NR AOUZ
AU Koertner,K.; Bartl,M.; Jastrow,U.; Mollenhauer,B.; Poser,S.; Zerr,I.
TI Utility of DSM-IV and ICD-10 criteria for diagnosis of dementia in sporadic CJD
QU International Conference - Prion diseases: from basic research to intervention concepts - TSE-Forum, 08.10.-10.10.2003, Gasteig, München - Poster session - DG-58
PT Konferenz-Poster
AB Presence of dementia is currently a requisite for the clinical diagnosis of CJD. However, studies to assess the actual prevalence and features of dementia in CJD are lacking. Data from 39 autopsy-proven and 33 probable CJD cases were studied in a retrospective fashion. Presence of dementia based on DSM-IV and ICD-10 criteria as well as neurologic and psychiatric features were assessed for each patient over the course of illness. 55 patients (76%) fulfilled DSM-IV criteria for diagnosis of dementia, whereas only 34 (47%) could be classified according to ICD-10 (despite omission of the 6 month duration limit requested for diagnosis). In 17 patients (24%) diagnosis of dementia was not possible by the use of either DSM-IV or ICD-10. These patients suffered more often from psychotic and sensory symptoms, mutism and disorders of consciousness. Furthermore, female patients and Valin homozygotes displayed less often symptoms of dementia and there were no heterozygotes in the group without dementia diagnosis. Age at onset, duration of illness and the typical neurological features of CJD (cerebellar, extrapyramidal, pyramidal, myoclonus, akinetic mutism) were similar among all patients. Overall, at disease onset neurological symptoms were more prevalent than symptoms of dementia, the former being the most frequent reason for hospital admission. Following single case analysis psychiatric symptoms (psychosis: N=5, apathy: N=2, anxiety: N=1), debilitating neurological signs (N=5) disturbed consciousness (N=3) and aphasia (N=1) prevented testing of dementia.

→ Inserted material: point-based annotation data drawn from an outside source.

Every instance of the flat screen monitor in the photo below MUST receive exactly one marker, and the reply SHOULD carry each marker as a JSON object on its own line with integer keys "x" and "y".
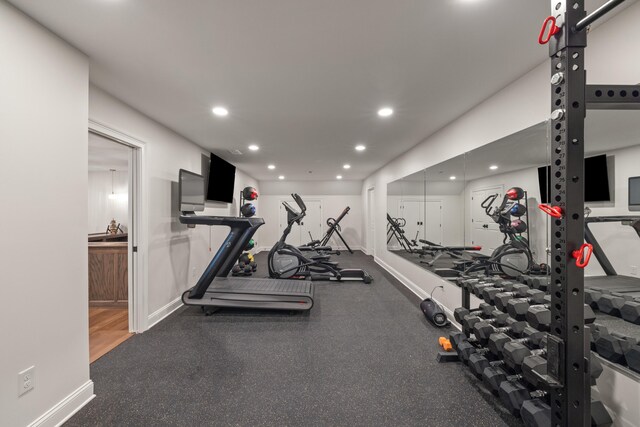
{"x": 596, "y": 179}
{"x": 596, "y": 182}
{"x": 191, "y": 191}
{"x": 634, "y": 193}
{"x": 222, "y": 176}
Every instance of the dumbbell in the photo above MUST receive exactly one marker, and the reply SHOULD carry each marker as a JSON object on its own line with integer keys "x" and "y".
{"x": 530, "y": 297}
{"x": 493, "y": 376}
{"x": 619, "y": 349}
{"x": 476, "y": 288}
{"x": 483, "y": 330}
{"x": 539, "y": 316}
{"x": 530, "y": 337}
{"x": 537, "y": 413}
{"x": 518, "y": 307}
{"x": 469, "y": 321}
{"x": 536, "y": 282}
{"x": 630, "y": 311}
{"x": 483, "y": 310}
{"x": 516, "y": 290}
{"x": 514, "y": 395}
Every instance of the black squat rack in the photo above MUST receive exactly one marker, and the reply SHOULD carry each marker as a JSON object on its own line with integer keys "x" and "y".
{"x": 568, "y": 341}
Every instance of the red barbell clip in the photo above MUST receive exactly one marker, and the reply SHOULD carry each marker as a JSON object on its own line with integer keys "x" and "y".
{"x": 582, "y": 259}
{"x": 553, "y": 30}
{"x": 554, "y": 211}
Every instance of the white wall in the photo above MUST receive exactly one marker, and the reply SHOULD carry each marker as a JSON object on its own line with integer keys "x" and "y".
{"x": 619, "y": 242}
{"x": 332, "y": 207}
{"x": 103, "y": 209}
{"x": 176, "y": 255}
{"x": 522, "y": 104}
{"x": 43, "y": 256}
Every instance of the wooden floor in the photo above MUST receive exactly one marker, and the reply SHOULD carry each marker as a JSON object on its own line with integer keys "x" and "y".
{"x": 108, "y": 328}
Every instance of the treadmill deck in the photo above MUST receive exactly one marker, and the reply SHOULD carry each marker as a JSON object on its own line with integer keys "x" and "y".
{"x": 245, "y": 292}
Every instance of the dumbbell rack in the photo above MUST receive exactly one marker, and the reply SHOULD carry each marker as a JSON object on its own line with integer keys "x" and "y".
{"x": 568, "y": 363}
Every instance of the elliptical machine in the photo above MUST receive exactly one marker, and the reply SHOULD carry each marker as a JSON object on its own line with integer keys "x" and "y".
{"x": 514, "y": 256}
{"x": 287, "y": 262}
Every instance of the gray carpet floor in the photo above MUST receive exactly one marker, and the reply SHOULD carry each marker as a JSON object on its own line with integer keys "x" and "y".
{"x": 363, "y": 356}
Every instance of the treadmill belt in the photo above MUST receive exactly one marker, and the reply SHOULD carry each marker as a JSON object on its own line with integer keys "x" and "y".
{"x": 244, "y": 285}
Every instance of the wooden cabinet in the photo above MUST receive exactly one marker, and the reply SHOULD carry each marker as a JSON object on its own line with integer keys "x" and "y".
{"x": 108, "y": 273}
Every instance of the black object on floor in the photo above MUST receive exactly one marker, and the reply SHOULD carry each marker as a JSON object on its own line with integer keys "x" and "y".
{"x": 364, "y": 356}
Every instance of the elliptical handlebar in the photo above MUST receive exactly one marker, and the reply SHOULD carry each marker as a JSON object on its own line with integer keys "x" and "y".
{"x": 299, "y": 202}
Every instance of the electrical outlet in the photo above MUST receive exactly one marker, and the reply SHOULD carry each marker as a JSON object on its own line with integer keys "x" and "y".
{"x": 26, "y": 380}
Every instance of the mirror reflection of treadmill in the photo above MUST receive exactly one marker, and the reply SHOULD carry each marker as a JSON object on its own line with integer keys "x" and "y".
{"x": 612, "y": 280}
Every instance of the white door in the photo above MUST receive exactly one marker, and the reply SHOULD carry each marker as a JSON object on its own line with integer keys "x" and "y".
{"x": 433, "y": 221}
{"x": 484, "y": 231}
{"x": 412, "y": 210}
{"x": 371, "y": 226}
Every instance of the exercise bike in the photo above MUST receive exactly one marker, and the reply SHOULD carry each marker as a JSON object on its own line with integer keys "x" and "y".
{"x": 514, "y": 256}
{"x": 288, "y": 262}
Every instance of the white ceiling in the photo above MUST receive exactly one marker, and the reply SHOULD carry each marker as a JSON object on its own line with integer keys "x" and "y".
{"x": 302, "y": 78}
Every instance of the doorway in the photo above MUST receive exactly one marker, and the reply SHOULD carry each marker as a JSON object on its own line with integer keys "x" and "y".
{"x": 111, "y": 167}
{"x": 371, "y": 227}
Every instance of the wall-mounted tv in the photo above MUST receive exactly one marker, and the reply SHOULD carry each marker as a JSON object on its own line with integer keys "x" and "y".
{"x": 190, "y": 191}
{"x": 222, "y": 176}
{"x": 634, "y": 193}
{"x": 596, "y": 182}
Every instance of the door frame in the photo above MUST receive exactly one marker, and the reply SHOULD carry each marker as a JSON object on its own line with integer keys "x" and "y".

Our findings suggest that dementia in CJD has several distinguishing features and that modified criteria for its classification might be necessary.This could prove of practical importance for early disease recognition.Further studies are necessary, in order to determine the prevalence of psychiatric symptoms in sporadic CJD. Also,the relationship between features of dementia and genotype and gender should be investigated.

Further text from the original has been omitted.